Step-by-Step (High Level)
Step 1: Gather Records
Collect federal Form 1120S, financial statements, shareholder details, and all payment documentation such as estimated taxes or withholding for the 2019 year.
Step 2: Complete Identification and Corporate Information
Enter the correct legal name, FEIN, California corporation number, and Secretary of State file number. Use the information exactly as registered with the state.
Step 3: Calculate Income and Make State Adjustments
Start with federal ordinary business income, then complete lines 2–13 to adjust for California differences. This includes add-backs for depreciation, federal taxes deducted, and other nonconforming items.
Step 4: Determine Net Income and Compute Tax
Apply allowable deductions, NOLs, and special adjustments. Multiply net income by the applicable tax rate or apply the $800 minimum tax if higher.
Step 5: Apply Credits, Add Special Taxes, and Reconcile Payments
Report credits on Schedule C (100S), built-in gains, passive income taxes, and all payments made throughout the year. Determine the balance due or overpayment.
Step 6: Prepare Schedule K and K-1s and File the Return
Complete the pass-through schedules for shareholders and attach all required forms. File by mail or e-file as required.

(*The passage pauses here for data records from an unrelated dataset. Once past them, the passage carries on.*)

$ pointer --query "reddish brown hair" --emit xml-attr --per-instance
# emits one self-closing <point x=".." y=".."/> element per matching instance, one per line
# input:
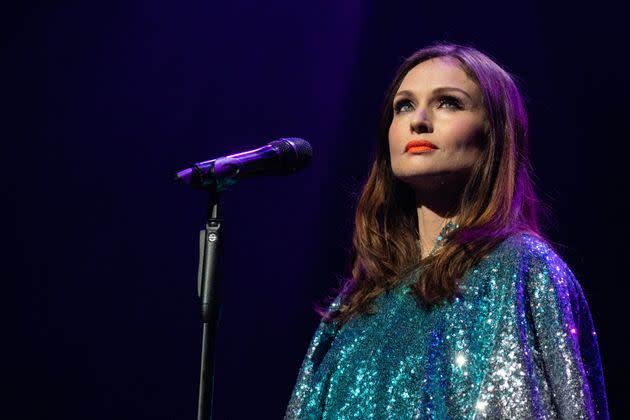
<point x="497" y="201"/>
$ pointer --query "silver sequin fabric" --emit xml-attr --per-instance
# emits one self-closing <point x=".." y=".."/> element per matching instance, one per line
<point x="517" y="342"/>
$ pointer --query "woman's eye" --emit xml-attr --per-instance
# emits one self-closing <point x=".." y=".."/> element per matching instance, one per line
<point x="450" y="102"/>
<point x="404" y="105"/>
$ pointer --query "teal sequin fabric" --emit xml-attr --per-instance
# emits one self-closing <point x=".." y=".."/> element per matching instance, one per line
<point x="517" y="342"/>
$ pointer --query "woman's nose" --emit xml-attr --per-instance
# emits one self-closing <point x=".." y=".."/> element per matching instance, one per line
<point x="421" y="122"/>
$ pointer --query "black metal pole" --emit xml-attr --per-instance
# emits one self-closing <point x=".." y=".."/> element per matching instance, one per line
<point x="209" y="293"/>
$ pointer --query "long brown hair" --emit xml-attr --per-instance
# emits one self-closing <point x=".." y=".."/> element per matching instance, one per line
<point x="497" y="201"/>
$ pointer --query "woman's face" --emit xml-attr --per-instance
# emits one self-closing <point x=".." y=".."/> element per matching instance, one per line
<point x="438" y="123"/>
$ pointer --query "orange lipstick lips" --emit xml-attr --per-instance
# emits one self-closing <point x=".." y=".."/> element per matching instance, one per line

Common Mistakes and How to Avoid Them
- Incorrect identification numbers — Verify FEIN and state numbers before filing
- Using a DBA instead of legal name — Always use the name on file with the Secretary of State
- Not rounding to whole dollars — California requires rounding throughout the return
- Missing attachments or schedules — Confirm all required California-specific schedules are included
- Substituting federal versions of K-1s — California requires its own formats
- Stapling documents — The FTB instructs filers not to staple returns or payments
What Happens After You File
The FTB reviews your return, verifies calculations, and checks for missing information. If anything is unclear, they will send a request for clarification. Refunds can be issued by direct deposit, while overpayments applied to next year’s estimated tax are automatically carried forward.

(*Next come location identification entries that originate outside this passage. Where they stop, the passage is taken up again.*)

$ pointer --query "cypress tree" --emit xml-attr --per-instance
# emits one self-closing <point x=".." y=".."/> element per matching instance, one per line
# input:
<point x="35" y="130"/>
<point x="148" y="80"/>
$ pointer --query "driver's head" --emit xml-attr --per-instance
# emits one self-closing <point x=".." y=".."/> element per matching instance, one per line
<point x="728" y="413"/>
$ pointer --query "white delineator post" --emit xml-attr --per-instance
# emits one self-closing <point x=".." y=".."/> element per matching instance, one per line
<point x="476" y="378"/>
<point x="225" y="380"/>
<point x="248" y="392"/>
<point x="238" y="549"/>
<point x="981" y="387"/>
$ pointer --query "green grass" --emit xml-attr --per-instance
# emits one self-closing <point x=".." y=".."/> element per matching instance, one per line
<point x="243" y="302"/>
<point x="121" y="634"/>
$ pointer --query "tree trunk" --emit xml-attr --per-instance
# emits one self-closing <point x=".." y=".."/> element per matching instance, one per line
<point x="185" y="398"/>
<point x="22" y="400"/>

If the FTB identifies underpaid tax, they will issue a Notice of Proposed Assessment. Penalties may apply for late filing, late payment, underpayment of estimated tax, or failure to maintain records. Interest accrues on any unpaid balance from the original due date. Returns may also be selected for audit, particularly when federal changes are reported. Shareholders use Schedule K-1 to report their share of income on their individual income tax return.
FAQs
What is the difference between franchise tax and income tax for S corporations?

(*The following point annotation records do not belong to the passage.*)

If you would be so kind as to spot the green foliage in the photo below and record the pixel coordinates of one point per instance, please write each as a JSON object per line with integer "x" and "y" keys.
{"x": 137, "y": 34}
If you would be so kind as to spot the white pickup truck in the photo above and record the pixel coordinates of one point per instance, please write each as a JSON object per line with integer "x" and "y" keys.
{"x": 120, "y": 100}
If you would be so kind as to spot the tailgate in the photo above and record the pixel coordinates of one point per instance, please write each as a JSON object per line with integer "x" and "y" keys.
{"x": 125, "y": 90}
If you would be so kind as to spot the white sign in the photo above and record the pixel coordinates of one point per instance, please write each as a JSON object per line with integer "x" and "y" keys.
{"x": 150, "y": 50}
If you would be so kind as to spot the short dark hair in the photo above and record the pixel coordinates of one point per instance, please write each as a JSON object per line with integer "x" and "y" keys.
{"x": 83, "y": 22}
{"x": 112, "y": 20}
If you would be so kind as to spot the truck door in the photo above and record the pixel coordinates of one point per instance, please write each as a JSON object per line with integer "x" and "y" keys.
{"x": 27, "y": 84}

Franchise tax applies when a corporation is incorporated, qualified, or doing business in California. Income tax applies when income is sourced to California but the entity is not “doing business” in the state. Most S corporations fall under the franchise tax rules and must pay the $800 minimum.
Does a newly formed corporation owe the $800 minimum in its first year?
No. A corporation incorporated or qualified with the Secretary of State in 2019 does not owe the $800 minimum for its first tax year. The tax applies starting in the second year.
How did California’s 2019 NOL changes affect filers?
California eliminated NOL carrybacks beginning in 2019. NOLs may be carried forward only, subject to state limitations.
Does California follow federal 1031 rules for 2019?
Yes, but only for real property exchanges. Personal property exchanges no longer qualify for nonrecognition treatment under California law.
What happens if an S corporation misses the original March 15 deadline?
You receive an automatic extension to file, but not to pay. At least 90% of your tax liability or the $800 minimum must be paid by March 15 to avoid penalties and interest.
How should corporations handle California’s nonconformity to TCJA?
Filers must make state adjustments to remove federal items such as GILTI, IRC Section 965 income, bonus depreciation, and opportunity zone benefits. These adjustments appear on lines 2–13 of Form 100S.